Ben Kartal Belediyesi işçisi ve Genel-İş üyesiyim. Bu hafta sonu gerçekleşecek olağanüstü kongre seçiminden ve nasıl bir sendika istediğimizden bahsetmek istiyorum. Yaklaşık dokuz ay önce yapılan Genel-İş Anadolu Yakası 1 No’lu Şube seçimlerinde seçilen mevcut yönetim ne oldu da birden olağanüstüye götürüldü? Yönetime gelir gelmez Kadıköy’de ve Ataşehir’de yapılan toplu sözleşmelerin de etkisi oldu tabii. Neden mi? Tabandan tavana en geri işçiyi bile örgütleyerek başarılı sonuçlandırdıkları 2 toplu sözleşmede de, KHK’lere rağmen haftalık çalışma saatinin 40’a inmesi, yol, yemek paralarındaki artış, seyyanen yapılan zam, disiplin maddeleri ve en önemlisi de temsilci, delege ve işçilerle birlikte şeffafça yapılan bir örgütlenme öne çıktı.

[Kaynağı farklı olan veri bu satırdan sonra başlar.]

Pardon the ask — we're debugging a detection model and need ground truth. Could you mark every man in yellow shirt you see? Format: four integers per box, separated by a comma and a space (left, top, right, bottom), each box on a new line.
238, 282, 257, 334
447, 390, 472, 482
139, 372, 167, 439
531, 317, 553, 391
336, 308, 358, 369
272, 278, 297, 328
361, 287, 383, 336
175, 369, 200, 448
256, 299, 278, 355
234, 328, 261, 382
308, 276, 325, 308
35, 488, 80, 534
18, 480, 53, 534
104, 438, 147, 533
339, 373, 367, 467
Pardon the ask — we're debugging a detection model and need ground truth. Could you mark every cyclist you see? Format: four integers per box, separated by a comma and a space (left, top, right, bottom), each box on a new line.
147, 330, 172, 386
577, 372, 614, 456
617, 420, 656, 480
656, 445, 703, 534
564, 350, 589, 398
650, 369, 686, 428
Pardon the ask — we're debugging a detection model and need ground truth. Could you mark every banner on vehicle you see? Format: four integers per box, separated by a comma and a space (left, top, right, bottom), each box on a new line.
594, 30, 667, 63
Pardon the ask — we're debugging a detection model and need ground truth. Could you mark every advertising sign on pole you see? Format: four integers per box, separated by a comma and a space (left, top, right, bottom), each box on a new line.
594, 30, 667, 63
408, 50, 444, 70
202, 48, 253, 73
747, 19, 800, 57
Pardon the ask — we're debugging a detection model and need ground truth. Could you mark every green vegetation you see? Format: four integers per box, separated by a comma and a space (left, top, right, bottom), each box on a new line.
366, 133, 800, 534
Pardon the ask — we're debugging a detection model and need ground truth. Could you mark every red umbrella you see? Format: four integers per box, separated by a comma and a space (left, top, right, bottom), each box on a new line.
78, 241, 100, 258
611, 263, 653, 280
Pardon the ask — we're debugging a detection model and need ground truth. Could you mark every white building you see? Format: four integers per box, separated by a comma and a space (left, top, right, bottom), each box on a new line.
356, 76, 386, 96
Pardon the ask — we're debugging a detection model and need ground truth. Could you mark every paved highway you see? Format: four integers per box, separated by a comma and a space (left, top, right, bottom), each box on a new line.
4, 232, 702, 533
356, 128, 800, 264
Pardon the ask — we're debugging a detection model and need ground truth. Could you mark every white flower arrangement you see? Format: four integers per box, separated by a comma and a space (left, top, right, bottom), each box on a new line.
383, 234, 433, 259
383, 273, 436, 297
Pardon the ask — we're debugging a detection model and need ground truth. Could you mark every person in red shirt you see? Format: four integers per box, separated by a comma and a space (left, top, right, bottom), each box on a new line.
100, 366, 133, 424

Tüm bunlar hem belediye yönetimini hem de maalesef Genel-İş Genel Merkez yöneticilerini epey tedirgin etti. Çünkü bu sefer karşılarında alışılagelmiş bir şube yönetimi ve işçi yoktu. Özellikle Ataşehir Belediyesinde işçiyi üç kuruşa çalıştıran, verdikleri üç kuruş ücreti de taksit taksit ödeyen belediye yönetimine karşı 1000’e yakın işçiyle birlikte, gerekli cevabı veren ve gerekli eylemleri yapan bir şube yönetimi, 2020’de 3 belediyede yapılacak toplu sözleşmelerde çok ciddi bir tehlikeydi onlar için.
Ataşehir Belediyesinde bina içinde çalışan işçileri, belediye başkanı ve başkan yardımcıları, müdürler ve şefler vasıtasıyla baskı kurup istifa ettirdiler. Bu istifalar yaşanırken delegelere “Siz sakın istifa etmeyin, şube için çarşamba günü olağanüstü seçim kararı alınacak sizler lazımsınız” diyen belediye yöneticileriyle, şubenin bile haberi yokken kimler hangi pazarlıkları yapmıştı? Bunu siz benden daha iyi bilirsiniz.
Peki biz işçiler nasıl sendikacılar istiyoruz?
- Kapalı kapılar ardında işçiden, temsilciden hatta şubeden habersiz TİS görüşmeleri yapmayacak.
- Yüzde 4 zamma mahkum edilen işçiler için yalandan yere bildiri yazıp fotoğraf çekip bunu kendi sayfalarında marifetmiş gibi yayımlamayacak.
- Ankara’dan gelip eylem ve grev kırıcılığı yapmayacak.
- Bir yandan bir düzen partisinde il başkan yardımcılığı yapıp diğer taraftan da yalandan yere sendikacılık yapmaya çalışmayacak.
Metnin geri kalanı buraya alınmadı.